The rate of sustained virologic response (defined as an undetectable serum HCV RNA level 24 weeks after treatment was completed) was higher among patients who received combination therapy for either 24 weeks (70 of 228 patients, 31 percent) or 48 weeks (87 of 228 patients, 38 percent) than among patients who received interferon alone for either 24 weeks (13 of 231 patients, 6 percent) or 48 weeks (29 of 225 patients, 13 percent) (P<0.001 for the comparison of interferon alone with both 24 weeks and 48 weeks of combination treatment). Among patients with HCV genotype 1 infection, the best response occurred in those who were treated for 48 weeks with interferon and ribavirin. Histologic improvement was more common in patients who were treated with combination therapy for either 24 weeks (57 percent) or 48 weeks (61 percent) than in those who were treated with interferon alone for either 24 weeks (44 percent) or 48 weeks (41 percent). The drug doses had to be reduced and treatment discontinued more often in patients who were treated with combination therapy.
In patients with chronic hepatitis C, initial therapy with interferon and ribavirin was more effective than treatment with interferon alone.
仅有15%至20%的慢性丙型肝炎患者对干扰素治疗有持续病毒学应答。我们比较了重组干扰素α-2b单药治疗与干扰素α-2b联合利巴韦林治疗对慢性丙型肝炎患者初始治疗的疗效和安全性。
我们将912例慢性丙型肝炎患者随机分为两组,分别接受标准剂量的干扰素α-2b单药治疗或与利巴韦林联合治疗(根据体重,每日口服1000或1200mg),疗程为24周或48周。通过检测血清丙型肝炎病毒(HCV)RNA、血清转氨酶以及肝活检来评估疗效。

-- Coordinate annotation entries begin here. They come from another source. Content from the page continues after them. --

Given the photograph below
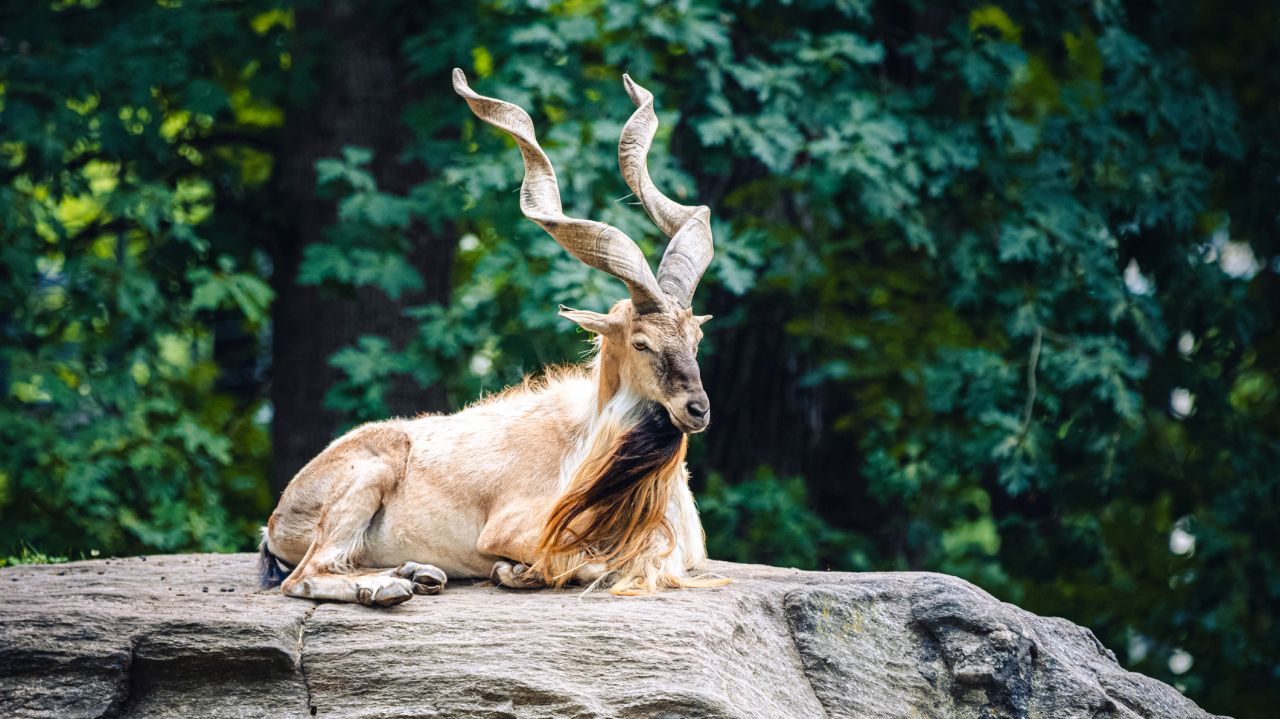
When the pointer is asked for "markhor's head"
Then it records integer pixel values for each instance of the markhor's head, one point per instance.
(657, 357)
(654, 335)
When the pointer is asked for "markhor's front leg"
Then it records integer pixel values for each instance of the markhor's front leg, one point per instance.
(516, 575)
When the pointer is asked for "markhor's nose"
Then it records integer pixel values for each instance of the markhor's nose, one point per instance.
(698, 407)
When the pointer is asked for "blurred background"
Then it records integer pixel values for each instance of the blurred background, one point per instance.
(996, 285)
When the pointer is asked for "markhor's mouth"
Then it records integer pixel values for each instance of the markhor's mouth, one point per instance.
(689, 427)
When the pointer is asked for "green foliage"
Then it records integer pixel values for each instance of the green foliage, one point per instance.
(113, 433)
(768, 521)
(1019, 257)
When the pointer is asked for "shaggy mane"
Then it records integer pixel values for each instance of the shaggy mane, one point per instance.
(616, 503)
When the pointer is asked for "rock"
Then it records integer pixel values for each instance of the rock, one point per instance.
(141, 637)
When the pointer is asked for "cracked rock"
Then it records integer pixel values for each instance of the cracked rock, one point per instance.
(94, 640)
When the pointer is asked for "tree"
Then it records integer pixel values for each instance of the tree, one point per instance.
(995, 283)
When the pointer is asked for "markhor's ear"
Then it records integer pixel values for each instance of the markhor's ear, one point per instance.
(590, 321)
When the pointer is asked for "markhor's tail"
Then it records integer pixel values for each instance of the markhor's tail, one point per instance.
(270, 569)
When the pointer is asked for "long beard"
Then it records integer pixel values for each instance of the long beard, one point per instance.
(616, 502)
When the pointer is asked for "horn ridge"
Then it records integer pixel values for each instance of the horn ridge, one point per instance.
(598, 244)
(691, 248)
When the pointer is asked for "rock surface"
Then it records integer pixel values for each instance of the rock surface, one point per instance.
(190, 636)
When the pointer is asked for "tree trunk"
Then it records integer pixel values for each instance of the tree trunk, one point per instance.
(360, 102)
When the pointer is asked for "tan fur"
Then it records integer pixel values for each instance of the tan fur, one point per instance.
(501, 482)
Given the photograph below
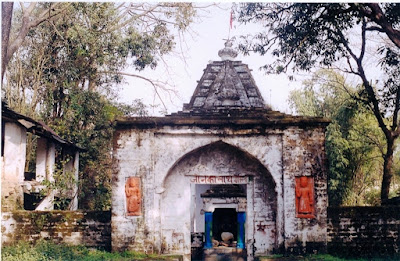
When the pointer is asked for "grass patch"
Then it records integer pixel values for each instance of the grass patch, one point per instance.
(324, 257)
(46, 251)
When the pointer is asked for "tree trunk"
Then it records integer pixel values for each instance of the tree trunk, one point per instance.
(387, 169)
(6, 16)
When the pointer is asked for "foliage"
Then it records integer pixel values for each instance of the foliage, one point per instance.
(66, 65)
(345, 36)
(354, 142)
(45, 251)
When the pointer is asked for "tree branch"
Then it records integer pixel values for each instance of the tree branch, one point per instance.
(155, 85)
(378, 16)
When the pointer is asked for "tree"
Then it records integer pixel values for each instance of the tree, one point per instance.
(354, 142)
(65, 71)
(304, 36)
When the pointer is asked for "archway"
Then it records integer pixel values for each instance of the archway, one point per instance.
(184, 206)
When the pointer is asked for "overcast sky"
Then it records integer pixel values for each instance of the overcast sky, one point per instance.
(200, 48)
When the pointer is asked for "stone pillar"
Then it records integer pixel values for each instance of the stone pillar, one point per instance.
(14, 166)
(208, 229)
(74, 204)
(241, 219)
(50, 161)
(41, 157)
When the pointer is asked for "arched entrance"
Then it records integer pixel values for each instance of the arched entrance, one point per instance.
(209, 185)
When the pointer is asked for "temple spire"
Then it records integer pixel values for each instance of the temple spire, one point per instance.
(228, 53)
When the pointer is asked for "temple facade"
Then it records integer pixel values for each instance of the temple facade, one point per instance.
(225, 176)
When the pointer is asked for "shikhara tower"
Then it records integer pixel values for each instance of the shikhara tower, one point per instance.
(226, 158)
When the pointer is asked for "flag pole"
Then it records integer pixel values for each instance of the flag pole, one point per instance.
(230, 25)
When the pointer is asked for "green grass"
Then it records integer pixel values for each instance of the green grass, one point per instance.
(324, 257)
(46, 251)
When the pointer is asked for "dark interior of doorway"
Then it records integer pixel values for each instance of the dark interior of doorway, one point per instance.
(224, 220)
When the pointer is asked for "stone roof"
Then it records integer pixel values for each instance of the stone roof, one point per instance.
(225, 85)
(226, 95)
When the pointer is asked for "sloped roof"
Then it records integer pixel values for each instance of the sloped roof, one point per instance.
(225, 85)
(226, 95)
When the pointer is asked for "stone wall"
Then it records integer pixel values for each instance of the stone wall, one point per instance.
(89, 228)
(367, 231)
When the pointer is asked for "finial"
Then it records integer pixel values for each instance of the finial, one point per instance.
(228, 53)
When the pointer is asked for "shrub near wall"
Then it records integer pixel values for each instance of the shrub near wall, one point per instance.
(90, 228)
(364, 231)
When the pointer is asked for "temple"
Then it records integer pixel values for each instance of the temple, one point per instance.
(226, 176)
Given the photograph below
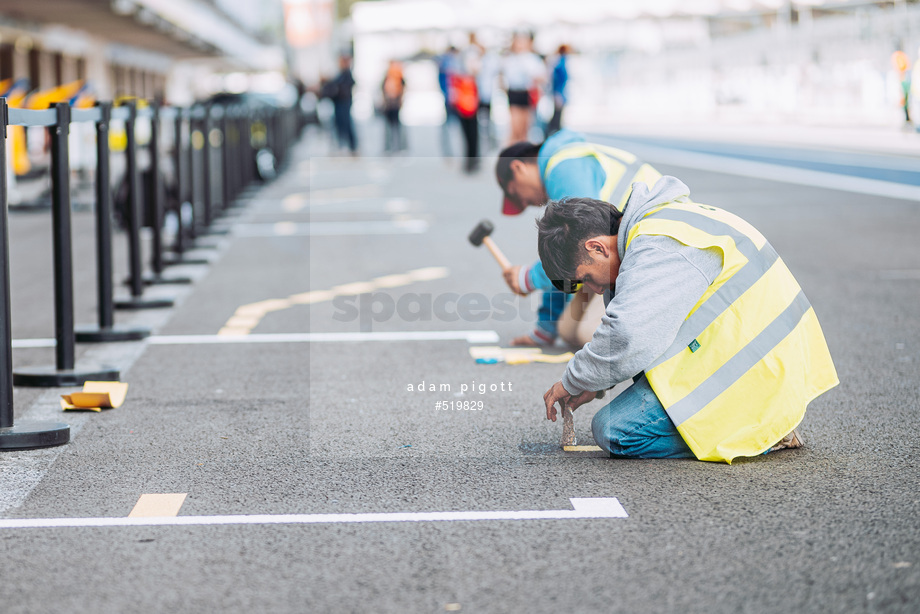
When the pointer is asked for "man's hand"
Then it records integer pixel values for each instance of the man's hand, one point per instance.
(511, 275)
(577, 401)
(556, 394)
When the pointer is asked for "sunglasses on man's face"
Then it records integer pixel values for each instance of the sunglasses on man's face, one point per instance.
(568, 286)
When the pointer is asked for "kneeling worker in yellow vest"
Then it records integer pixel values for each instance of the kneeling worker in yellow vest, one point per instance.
(724, 349)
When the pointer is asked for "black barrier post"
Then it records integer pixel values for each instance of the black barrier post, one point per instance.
(211, 137)
(63, 373)
(27, 434)
(196, 142)
(106, 331)
(179, 245)
(136, 301)
(156, 206)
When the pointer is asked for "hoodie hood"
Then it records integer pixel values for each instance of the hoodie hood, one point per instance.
(643, 199)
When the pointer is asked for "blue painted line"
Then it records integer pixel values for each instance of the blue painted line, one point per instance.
(895, 169)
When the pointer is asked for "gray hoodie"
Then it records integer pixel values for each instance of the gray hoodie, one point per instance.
(659, 282)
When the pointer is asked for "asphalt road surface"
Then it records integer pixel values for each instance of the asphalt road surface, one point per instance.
(277, 414)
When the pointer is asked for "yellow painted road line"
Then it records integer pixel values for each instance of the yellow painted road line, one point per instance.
(158, 505)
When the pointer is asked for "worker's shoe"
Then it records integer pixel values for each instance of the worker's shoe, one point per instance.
(790, 441)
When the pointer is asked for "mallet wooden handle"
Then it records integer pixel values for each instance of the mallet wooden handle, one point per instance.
(497, 253)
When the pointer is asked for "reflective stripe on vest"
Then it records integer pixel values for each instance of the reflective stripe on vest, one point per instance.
(751, 354)
(621, 170)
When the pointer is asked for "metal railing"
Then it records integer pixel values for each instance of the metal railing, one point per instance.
(214, 162)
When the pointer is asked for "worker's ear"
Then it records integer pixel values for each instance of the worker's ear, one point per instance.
(597, 247)
(516, 166)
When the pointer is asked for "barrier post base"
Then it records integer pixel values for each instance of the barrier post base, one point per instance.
(27, 435)
(134, 304)
(159, 280)
(52, 377)
(181, 260)
(96, 334)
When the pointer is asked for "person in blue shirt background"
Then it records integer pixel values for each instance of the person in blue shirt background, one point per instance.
(564, 165)
(560, 79)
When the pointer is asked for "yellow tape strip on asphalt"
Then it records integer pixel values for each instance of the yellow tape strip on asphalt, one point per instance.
(247, 317)
(158, 505)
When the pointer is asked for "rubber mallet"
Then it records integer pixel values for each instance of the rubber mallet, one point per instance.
(481, 234)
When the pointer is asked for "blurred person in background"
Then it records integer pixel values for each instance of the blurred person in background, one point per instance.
(393, 88)
(464, 100)
(523, 74)
(447, 63)
(339, 91)
(559, 79)
(489, 69)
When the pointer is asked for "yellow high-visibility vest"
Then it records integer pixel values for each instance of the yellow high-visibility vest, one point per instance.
(621, 167)
(751, 355)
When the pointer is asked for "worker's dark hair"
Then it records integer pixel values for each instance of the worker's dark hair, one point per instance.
(565, 226)
(524, 151)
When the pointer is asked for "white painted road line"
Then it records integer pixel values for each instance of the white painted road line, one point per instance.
(777, 172)
(470, 336)
(607, 507)
(324, 229)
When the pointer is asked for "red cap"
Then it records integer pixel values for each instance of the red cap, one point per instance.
(510, 207)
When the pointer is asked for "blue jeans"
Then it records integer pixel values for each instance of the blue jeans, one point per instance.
(635, 425)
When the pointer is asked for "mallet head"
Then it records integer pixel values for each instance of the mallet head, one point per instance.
(483, 229)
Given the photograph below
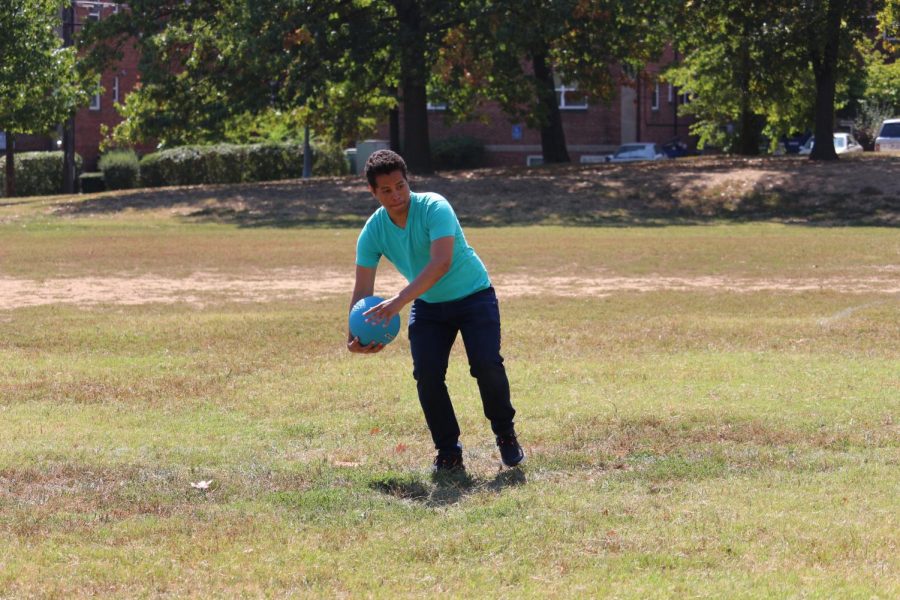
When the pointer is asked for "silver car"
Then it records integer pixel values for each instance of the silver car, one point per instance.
(843, 143)
(637, 151)
(888, 139)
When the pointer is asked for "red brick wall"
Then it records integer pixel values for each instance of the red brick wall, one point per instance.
(88, 121)
(594, 130)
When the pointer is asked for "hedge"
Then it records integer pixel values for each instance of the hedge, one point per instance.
(458, 152)
(222, 163)
(90, 183)
(121, 169)
(37, 173)
(237, 163)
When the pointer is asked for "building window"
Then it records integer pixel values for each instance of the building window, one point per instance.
(570, 98)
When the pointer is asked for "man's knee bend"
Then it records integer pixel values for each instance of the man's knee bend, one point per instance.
(430, 375)
(485, 368)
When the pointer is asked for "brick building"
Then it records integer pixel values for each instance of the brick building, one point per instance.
(115, 83)
(644, 111)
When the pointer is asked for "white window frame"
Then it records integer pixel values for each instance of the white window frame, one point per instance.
(561, 90)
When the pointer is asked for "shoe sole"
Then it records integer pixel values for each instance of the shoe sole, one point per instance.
(510, 466)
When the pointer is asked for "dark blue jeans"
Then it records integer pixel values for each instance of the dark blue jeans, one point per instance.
(432, 330)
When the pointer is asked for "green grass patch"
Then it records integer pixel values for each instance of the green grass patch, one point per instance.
(710, 442)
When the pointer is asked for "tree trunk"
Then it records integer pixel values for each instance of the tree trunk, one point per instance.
(394, 129)
(750, 126)
(553, 137)
(824, 67)
(10, 165)
(414, 75)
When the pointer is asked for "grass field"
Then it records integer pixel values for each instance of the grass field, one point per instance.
(710, 410)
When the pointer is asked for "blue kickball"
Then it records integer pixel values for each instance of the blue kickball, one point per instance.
(372, 332)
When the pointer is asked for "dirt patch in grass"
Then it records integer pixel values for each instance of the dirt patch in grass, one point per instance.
(855, 190)
(203, 288)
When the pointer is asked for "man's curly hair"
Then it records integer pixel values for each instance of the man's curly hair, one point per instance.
(382, 162)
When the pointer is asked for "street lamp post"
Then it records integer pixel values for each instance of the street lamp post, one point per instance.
(69, 127)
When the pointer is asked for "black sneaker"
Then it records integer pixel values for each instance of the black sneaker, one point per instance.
(449, 461)
(511, 453)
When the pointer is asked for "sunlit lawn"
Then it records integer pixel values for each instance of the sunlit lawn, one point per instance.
(708, 443)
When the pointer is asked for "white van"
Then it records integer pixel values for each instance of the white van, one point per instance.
(888, 139)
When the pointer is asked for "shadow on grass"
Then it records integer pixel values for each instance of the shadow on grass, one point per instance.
(850, 192)
(446, 489)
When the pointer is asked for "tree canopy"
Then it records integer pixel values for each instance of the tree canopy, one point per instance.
(39, 82)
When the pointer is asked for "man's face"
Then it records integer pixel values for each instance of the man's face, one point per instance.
(392, 192)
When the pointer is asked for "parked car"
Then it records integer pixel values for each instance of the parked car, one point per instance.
(793, 143)
(675, 148)
(637, 151)
(888, 139)
(843, 143)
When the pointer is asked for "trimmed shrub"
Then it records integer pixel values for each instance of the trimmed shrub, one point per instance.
(121, 169)
(458, 152)
(329, 159)
(222, 163)
(90, 183)
(38, 173)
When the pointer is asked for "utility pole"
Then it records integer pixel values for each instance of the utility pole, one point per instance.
(307, 153)
(69, 126)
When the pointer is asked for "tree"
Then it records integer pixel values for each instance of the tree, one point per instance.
(39, 82)
(335, 64)
(515, 52)
(744, 74)
(769, 66)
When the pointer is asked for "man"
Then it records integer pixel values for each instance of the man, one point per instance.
(450, 292)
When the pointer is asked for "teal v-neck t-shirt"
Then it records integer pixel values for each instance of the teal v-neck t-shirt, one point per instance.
(409, 249)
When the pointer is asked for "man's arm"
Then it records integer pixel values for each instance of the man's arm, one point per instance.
(437, 267)
(364, 286)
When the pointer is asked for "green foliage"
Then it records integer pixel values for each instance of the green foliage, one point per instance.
(121, 169)
(511, 52)
(882, 78)
(458, 152)
(222, 163)
(329, 158)
(38, 173)
(756, 69)
(39, 82)
(90, 183)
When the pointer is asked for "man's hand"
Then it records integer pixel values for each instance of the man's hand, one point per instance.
(357, 348)
(383, 312)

接受联合治疗24周(228例患者中的70例,31%)或48周(228例患者中的87例,38%)的患者,其持续病毒学应答率(定义为治疗结束后24周血清HCV RNA水平检测不到)高于接受干扰素单药治疗24周(231例患者中的13例,6%)或48周(225例患者中的29例,13%)的患者(单药干扰素治疗与联合治疗24周及48周比较,P<0.001)。在HCV基因1型感染患者中,接受干扰素和利巴韦林治疗48周的患者应答最佳。联合治疗24周(57%)或48周(61%)的患者组织学改善比单药干扰素治疗24周(44%)或48周(41%)的患者更常见。联合治疗的患者更常需要减少药物剂量并中断治疗。
对于慢性丙型肝炎患者,干扰素和利巴韦林初始治疗比单药干扰素治疗更有效。